Poor transcription accuracy on voice calls is a catalyst for trouble

The difference between 67% and 80% will shock you.

For modern contact centers aiming to understand customer interactions at a deeper level, transcription accuracy is where it all starts. To nail accuracy, companies with best-in-class automatic speech recognition (ASR) engines use AI services to not only understand what is being said on a call, but how it is being said by assessing tonality, silence, pauses, and so much more. ‍

That means getting transcription right is mission-critical. When transcription is inaccurate, processes break down. And for the modern contact center, that means you can’t pave the way for a future powered by automation. Why?

You cannot trust the speech analytics insights derived from calls to make sense of your top-level contact center KPIs and agent performance.
You can’t fairly and effectively score performance. Disputes arise, and agents won’t trust the feedback they’re receiving. Unfortunately, some businesses are making lay-off and termination decisions off of really, really inaccurate data.
You can’t build impactful and personalized coaching programs. Leveraging transcripts to coach agents with context is impactful, but not if a bunch of translation errors and misspellings prevent them from even knowing what happened in the conversation.
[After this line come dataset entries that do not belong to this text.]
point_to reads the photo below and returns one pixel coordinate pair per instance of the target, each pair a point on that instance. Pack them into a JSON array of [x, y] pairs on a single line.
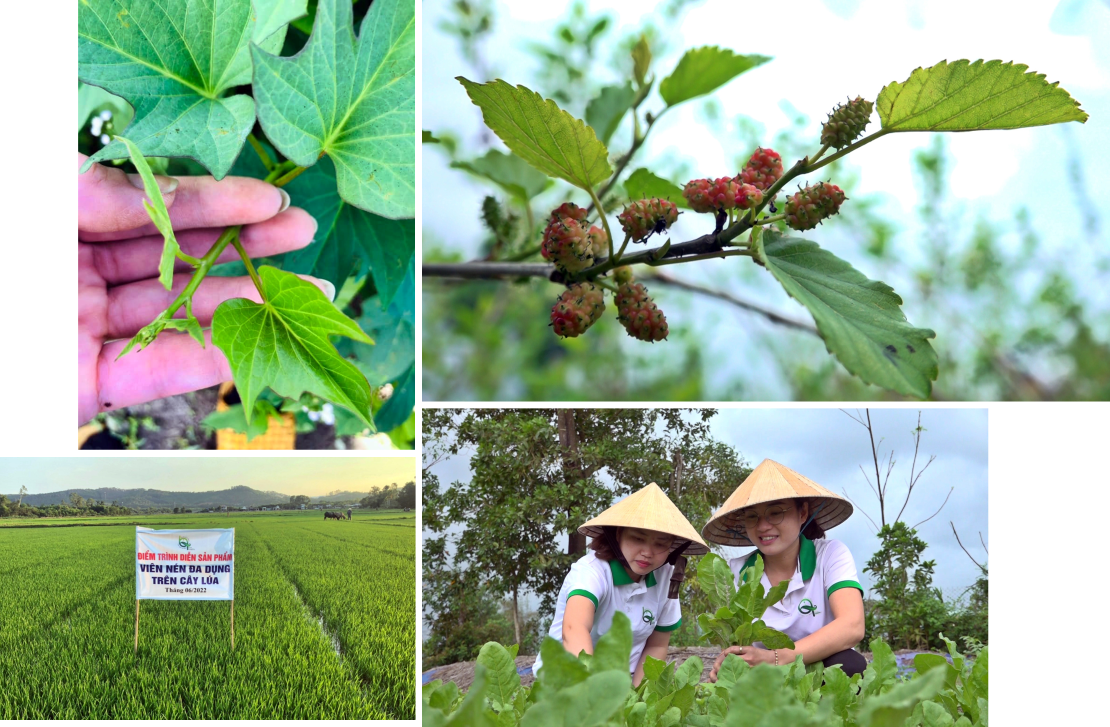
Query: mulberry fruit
[[712, 195], [846, 122], [638, 313], [763, 170], [644, 216], [577, 309], [811, 204]]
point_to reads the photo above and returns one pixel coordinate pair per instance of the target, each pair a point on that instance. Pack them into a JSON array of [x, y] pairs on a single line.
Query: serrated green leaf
[[351, 100], [155, 208], [282, 343], [502, 678], [860, 320], [643, 184], [967, 97], [347, 235], [273, 17], [234, 418], [172, 60], [605, 111], [510, 172], [541, 133], [704, 70]]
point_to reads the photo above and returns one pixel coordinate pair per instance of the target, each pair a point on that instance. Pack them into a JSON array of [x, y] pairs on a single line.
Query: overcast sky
[[312, 476], [829, 447]]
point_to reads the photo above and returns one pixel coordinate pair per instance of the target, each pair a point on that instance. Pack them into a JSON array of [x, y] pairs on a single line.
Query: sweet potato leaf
[[282, 343], [541, 133], [962, 96], [351, 100]]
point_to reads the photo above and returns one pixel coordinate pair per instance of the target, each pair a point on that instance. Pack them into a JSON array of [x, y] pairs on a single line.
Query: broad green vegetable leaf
[[155, 208], [510, 172], [351, 100], [890, 709], [173, 60], [234, 418], [614, 648], [541, 133], [588, 704], [149, 332], [704, 70], [966, 97], [346, 236], [502, 678], [605, 111], [643, 184], [274, 16], [282, 343], [860, 320]]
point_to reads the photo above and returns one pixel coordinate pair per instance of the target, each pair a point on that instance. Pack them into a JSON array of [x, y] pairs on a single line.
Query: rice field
[[325, 623]]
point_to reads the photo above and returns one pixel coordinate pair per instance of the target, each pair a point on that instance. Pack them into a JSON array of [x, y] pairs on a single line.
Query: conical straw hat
[[651, 510], [768, 482]]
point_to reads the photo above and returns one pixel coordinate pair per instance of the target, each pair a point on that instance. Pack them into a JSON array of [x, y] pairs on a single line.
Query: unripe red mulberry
[[846, 122], [598, 241], [644, 216], [577, 309], [811, 204], [748, 197], [712, 195], [763, 170], [567, 244], [638, 313]]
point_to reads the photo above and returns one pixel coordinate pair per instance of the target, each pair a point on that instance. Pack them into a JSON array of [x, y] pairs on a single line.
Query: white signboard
[[185, 564]]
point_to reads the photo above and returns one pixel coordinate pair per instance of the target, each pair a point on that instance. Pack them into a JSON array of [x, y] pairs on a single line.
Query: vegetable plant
[[749, 212], [593, 690], [333, 124]]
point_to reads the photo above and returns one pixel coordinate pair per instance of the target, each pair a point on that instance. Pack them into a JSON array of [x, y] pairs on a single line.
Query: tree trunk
[[516, 616], [572, 468]]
Accurate transcription isn’t a nice to have. It’s a requirement - and the better your transcription, the better your insights, agent enablement, and ROI.

But don’t just take our word for it. Here’s how it actually works in the real world.

Best-in-class contact center transcription accuracy is driven by an understanding of text, tone, silence, pause detection. It can identify hold music, and so much more.

Transcription accuracy: every % matters

“If the accuracy piece isn’t there, the other bells and whistles don’t matter.”
- one of our Fortune 500 customers who switched over from a legacy speech analytics solution

“It looked like someone put words in a blender.”
- another one of our customers who evaluated three other solutions

The difference between 67% and 80% transcription accuracy is shocking. In the diagram below, you can see the actual transcript, and two transcripts at varying percentages. At 67%, it’s virtually useless. At 80%, there are mistakes, but the content of the transcript is understandable.

The 13% difference in accuracy makes or breaks the transcript.

What is transcription? Core tenets to look for

Transcription is the process of converting audio into a text transcript. In a contact center, this transcript is primarily a call between a customer service agent and a customer.

AI services have long changed the transcription game. With the emergence of automatic speech recognition (ASR), voice calls can now be automatically transcribed at a massive scale in real-time very soon after they’re completed.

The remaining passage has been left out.